Europa e Ucrânia trabalham para mudar a perspectiva de Trump
Diplomatas europeus e o próprio Zelensky buscam influenciar a opinião de Trump. A estratégia é demonstrar que as posições americanas anteriores sobre os termos de um eventual acordo eram excessivamente favoráveis a Moscou, especialmente agora que incursões de drones ucranianos teriam colocado a Rússia em uma situação de defesa. Ursula von der Leyen, presidente da Comissão Europeia, destacou que a Ucrânia estaria avançando e atingindo alvos em território russo, ressaltando que a “economia de guerra [russa] nunca esteve tão frágil”.
Zelensky busca novo impulso para a paz e Macron foca no Irã
Zelensky participou da primeira sessão do dia, dedicada à “Construção da paz na Ucrânia”, e teve a oportunidade de conversar separadamente com Trump e outros líderes do G7. Com as negociações de paz paralisadas, o presidente ucraniano pressiona por um novo impulso e um papel mais proeminente da Europa. Ele revelou ter se oferecido para encontrar Putin na Cúpula, mas que o líder russo não estaria pronto para negociações de paz.

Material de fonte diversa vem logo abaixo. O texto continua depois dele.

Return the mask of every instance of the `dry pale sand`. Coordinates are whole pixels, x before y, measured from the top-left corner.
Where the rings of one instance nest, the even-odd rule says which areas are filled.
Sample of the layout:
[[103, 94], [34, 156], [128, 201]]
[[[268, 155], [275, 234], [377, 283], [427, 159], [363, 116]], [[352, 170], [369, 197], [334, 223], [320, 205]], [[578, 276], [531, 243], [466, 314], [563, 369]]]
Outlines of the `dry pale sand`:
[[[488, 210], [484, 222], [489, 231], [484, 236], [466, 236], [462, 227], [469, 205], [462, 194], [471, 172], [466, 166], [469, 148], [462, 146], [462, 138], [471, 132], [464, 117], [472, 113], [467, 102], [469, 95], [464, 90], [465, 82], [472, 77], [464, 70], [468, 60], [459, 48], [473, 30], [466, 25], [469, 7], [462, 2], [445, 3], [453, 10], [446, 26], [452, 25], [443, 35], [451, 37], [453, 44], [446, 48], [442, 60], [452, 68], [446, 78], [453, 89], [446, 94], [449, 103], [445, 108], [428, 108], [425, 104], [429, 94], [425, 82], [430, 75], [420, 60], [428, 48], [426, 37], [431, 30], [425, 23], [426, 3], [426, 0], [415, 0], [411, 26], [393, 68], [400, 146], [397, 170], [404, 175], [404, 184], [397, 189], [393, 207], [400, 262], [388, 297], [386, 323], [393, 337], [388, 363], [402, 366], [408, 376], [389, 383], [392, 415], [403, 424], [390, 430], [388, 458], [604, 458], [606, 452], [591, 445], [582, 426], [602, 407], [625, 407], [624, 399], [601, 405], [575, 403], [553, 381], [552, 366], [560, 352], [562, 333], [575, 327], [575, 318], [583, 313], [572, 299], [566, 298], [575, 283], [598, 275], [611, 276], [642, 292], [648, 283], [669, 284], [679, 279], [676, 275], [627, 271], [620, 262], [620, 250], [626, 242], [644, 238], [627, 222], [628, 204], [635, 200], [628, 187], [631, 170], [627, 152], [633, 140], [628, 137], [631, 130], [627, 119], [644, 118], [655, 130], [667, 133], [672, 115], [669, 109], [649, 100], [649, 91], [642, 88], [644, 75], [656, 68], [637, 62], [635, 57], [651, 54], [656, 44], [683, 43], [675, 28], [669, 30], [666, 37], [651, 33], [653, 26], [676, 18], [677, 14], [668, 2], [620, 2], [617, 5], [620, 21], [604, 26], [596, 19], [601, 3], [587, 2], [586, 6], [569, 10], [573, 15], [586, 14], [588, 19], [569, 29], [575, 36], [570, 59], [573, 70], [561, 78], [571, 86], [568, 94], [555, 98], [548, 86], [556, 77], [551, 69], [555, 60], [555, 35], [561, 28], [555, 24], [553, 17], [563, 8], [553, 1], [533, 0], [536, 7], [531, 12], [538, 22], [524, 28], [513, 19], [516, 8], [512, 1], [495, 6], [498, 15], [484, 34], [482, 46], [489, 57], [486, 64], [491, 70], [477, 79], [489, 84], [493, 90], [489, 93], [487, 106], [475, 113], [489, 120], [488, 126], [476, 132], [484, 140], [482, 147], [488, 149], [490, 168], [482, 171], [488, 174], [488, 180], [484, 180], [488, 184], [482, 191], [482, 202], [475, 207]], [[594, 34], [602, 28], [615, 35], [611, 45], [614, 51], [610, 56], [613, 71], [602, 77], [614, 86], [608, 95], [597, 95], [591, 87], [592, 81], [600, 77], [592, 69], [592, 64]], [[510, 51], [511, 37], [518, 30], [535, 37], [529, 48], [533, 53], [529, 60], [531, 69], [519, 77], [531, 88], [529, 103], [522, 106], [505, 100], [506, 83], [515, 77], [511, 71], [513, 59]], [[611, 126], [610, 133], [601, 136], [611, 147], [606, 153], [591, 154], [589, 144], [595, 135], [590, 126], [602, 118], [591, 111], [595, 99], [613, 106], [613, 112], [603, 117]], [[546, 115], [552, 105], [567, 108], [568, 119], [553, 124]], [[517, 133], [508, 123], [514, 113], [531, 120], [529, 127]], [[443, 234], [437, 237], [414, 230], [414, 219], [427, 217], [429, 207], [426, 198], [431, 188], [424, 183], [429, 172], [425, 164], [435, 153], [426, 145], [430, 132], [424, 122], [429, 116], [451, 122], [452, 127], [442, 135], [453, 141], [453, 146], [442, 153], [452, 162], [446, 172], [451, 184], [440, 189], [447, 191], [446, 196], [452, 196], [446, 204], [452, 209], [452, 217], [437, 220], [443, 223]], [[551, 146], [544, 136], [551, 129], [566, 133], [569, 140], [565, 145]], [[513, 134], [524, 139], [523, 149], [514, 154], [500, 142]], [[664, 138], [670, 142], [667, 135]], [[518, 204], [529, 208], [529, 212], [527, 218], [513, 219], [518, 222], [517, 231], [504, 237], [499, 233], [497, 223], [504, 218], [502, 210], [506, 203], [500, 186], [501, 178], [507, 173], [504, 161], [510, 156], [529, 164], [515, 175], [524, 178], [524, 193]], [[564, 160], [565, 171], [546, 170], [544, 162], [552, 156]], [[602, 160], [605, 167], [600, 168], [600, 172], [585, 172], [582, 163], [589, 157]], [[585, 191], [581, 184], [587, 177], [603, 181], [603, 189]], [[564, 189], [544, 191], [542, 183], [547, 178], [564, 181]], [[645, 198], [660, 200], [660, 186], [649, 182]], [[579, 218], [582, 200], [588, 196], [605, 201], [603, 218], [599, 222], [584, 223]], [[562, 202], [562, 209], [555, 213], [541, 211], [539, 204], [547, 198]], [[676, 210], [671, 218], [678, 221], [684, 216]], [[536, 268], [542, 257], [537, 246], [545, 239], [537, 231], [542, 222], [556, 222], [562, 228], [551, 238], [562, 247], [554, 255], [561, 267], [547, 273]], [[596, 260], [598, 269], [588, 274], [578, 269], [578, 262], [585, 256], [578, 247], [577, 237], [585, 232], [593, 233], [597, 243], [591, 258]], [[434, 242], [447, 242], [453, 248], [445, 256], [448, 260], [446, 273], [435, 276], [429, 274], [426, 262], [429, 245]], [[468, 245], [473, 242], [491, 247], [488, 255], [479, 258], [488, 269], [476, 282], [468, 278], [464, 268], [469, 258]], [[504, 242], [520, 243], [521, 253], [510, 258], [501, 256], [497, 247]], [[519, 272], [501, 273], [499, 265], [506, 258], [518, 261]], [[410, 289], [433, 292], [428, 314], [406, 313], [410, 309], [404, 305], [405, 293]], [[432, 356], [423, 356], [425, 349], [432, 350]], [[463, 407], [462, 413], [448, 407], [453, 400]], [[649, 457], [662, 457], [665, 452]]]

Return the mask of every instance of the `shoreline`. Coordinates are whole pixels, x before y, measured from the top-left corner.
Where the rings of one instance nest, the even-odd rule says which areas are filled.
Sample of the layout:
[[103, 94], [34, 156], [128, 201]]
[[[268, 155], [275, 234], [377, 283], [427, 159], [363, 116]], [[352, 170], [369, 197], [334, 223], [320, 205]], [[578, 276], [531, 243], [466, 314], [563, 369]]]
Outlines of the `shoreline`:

Alerta europeu sobre acordo com Irã e controle do Estreito de Ormuz
Paralelamente, líderes europeus planejam alertar Trump sobre os riscos de um acordo provisório superficial com o Irã, que poderia consolidar os programas nucleares e de mísseis balísticos de Teerã. A prioridade, segundo Macron, é garantir um “acordo sólido e sério que seja finalizado”. O almoço de trabalho desta terça-feira se concentraria na reabertura segura do Estreito de Ormuz, com a possibilidade de uma missão marítima liderada por França e Reino Unido. O G7 também analisará rotas energéticas alternativas para contornar a hidrovia, que o Irã tem em grande parte fechada desde o final de fevereiro.
Aliados europeus querem protagonismo nas negociações nucleares com o Irã
A participação de líderes de Emirados Árabes Unidos, Catar e Egito nas negociações desta terça-feira visa delinear suas expectativas, sem discussões aprofundadas sobre o programa nuclear iraniano. O acordo provisório com o Irã abriria uma janela de 60 dias para negociações técnicas complexas, incluindo o destino do estoque de urânio enriquecido e o levantamento de sanções. No entanto, aliados europeus temem que uma equipe de negociação americana inexperiente não consiga garantir um acordo nuclear robusto ou abordar o programa de mísseis balísticos do Irã. França, Reino Unido e Alemanha, que foram marginalizados nos últimos meses, desejam ter um papel de destaque, lembrando suas contribuições anteriores nas negociações com o Irã, iniciadas em 2003.